F major is a beautiful choice of key. Before the common practise of equally tempering tuning in the late eighteenth century, key signatures would arouse desired emotions in the souls of audiences. So for the lessor musical scholars in my audience, what I am saying is that the note a composer chooses as his 'home' note can affect the emotion one feels in the music; depending of course how the musician chooses to tune his instrument. Temperament (are you seeing the emotional connection?) is a frightfully complicated mathematical phenomenon. Go and chat to Pythagorus, he can explain it so much better than I. F major is a key which evokes a pastoral setting, it places me in a forrest or upon a rolling hill. Mother nature is my God, it is the glory of natural instinct which tells a flower when to bloom or an animal to migrate. This for me is evidence enough of God's existence. My earlier religious experiences taught me to despise the word 'God', so mother nature she is for me. I guess this is all a long winded way to explain how F major places me in the midst of my higher power, in her greatest cathedral.

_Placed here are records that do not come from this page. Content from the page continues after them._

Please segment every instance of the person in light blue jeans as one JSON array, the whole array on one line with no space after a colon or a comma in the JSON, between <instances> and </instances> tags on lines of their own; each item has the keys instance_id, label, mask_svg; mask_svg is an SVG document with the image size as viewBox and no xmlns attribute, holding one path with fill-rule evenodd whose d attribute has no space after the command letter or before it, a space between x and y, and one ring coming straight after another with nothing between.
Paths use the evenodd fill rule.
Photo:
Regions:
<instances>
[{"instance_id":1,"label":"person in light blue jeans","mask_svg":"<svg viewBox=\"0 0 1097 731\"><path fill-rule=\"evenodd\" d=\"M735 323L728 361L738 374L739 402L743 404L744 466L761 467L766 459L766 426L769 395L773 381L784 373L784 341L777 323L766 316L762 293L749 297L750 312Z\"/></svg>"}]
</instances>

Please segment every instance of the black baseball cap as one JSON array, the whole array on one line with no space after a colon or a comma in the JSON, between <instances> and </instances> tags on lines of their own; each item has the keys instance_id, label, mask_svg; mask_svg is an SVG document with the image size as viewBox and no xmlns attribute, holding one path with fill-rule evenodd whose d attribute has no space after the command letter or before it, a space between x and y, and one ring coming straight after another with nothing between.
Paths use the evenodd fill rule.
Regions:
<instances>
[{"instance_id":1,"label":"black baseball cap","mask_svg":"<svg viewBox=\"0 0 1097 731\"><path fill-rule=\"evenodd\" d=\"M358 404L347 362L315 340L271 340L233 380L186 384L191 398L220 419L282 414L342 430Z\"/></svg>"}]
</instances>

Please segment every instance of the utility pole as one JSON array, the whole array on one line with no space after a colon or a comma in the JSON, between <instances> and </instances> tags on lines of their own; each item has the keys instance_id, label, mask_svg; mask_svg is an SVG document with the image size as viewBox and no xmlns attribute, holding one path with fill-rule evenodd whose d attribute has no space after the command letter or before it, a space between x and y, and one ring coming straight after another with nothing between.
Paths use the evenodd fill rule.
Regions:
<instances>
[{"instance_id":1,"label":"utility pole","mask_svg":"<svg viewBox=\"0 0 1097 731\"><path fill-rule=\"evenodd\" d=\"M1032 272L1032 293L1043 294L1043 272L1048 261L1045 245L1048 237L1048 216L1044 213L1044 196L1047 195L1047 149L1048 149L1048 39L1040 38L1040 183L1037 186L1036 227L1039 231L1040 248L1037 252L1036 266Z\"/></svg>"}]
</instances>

Learning to play Spiegel im Spiegel has required much skill in emotional regulation, the third of the quartet of skill groups one learns in DBT. Yet another dialectic, to remain detached from the emotion of the music in which I wish to swim. Maintenance of my rational brain, is a requisite of expert cello execution. In DBT language 'wise mind' is a place where the perfect balance of emotion and rational mind exist. This is where I must remain to affect the emotions of the listeners, yet maintain a high level of technical prowess.

I greatly hope this performance of Spiegel im Spiegel will bring great comfort, encourage further soul searching and celebrate the end of a truly remarkable year of therapy. Thank you Marsha Linehan, creator of Dialectical Behaviour Therapy.


  1. Beautiful words, Kate. Music is balm for the soul...xx

  2. Thank you Anonymous, it's so heartening to know others feel the same as me. Love to you.